Based on a fresh idea from the Air Force Research Lab, the MARC (Marking Appliance Reusable Chemiluminescent) constitutes a powerful enhancer if not a replacement for the traditional glow sticks that rely on the mixing of two liquids when the inner chamber of the stick is broken.

“It allows for writing specific messages in visible or infrared spectrums,” Tanton told TechLink. “That’s the kind of dynamic communication that commanders need, especially if radio comms are down.”

Instead of two liquids, the MARC is made of microscopic plastic capsules of dyed oxalate solvent, which are coated with finely-milled hydrogen peroxide catalyst, within a wax binding, which allows the glue-stick-like marker to write on almost any surface.

These tiny capsules–one-half of a millimeter wide–have the consistency of dry powder, but when crushed by the slight pressure of writing, allow the chemicals to mix and glow.

“This invention relieves the need of packaging a two-part system, allowing more versatile applications,” wrote the Air Force’s Dr. Lawrence Brott and his three co-inventors in their patent, which envisioned a glow-in-the-dark pen and perimeter security applications.

Bennett Tanton, co-founder of Battle Sight Technologies
Bennett Tanton, co-founder of Battle Sight Technologies (courtesy photo)

The powder can be divided into amounts dictated by the user’s needs, thereby reducing waste,” the inventors wrote. “The transformation of the starting chemicals to solid forms also improves the shelf life of the system.”

While the MARC is Battle Sight’s first product, Ripplinger and Tanton have other product ideas pulled from their military and civilian experiences that can benefit from this Air Force invention.

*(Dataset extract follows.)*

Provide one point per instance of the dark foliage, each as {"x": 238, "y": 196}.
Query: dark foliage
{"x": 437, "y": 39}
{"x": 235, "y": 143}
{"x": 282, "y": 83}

Sunita Chavan, head of the technology transfer office at AFRL Materials and Manufacturing Directorate, led the effort to partner with the veteran’s startup company with help from the Technology Acceleration Project at The Entrepreneur’s Center in Dayton.

“Our goal is to take Air Force science beyond the laboratory. If our technology can be used for military and commercial uses we’ll pursue a partnership like this,” Chavan said. “Industry partnerships allow Air Force inventions to become great products for civilian and military uses. It’s a win-win deal.”

With the patent license agreement, the small Ohio-based company will receive some transfer of knowledge and know-how from the laboratory and rights to begin commercial production of the glow-in-the dark technology – including markers for military and civilian customers. That means the two veteran entrepreneurs are now working on the first MARC prototype for military field testing and starting discussions with future investors.

“You’ve got to admire these two vets,” said TechLink’s Joan Wu-Singel, the senior technology manager who helped facilitate the patent license agreement. “They know the military’s needs and they’ve got a vision and a plan to commercialize a great piece of technology that includes a sizable civilian market.”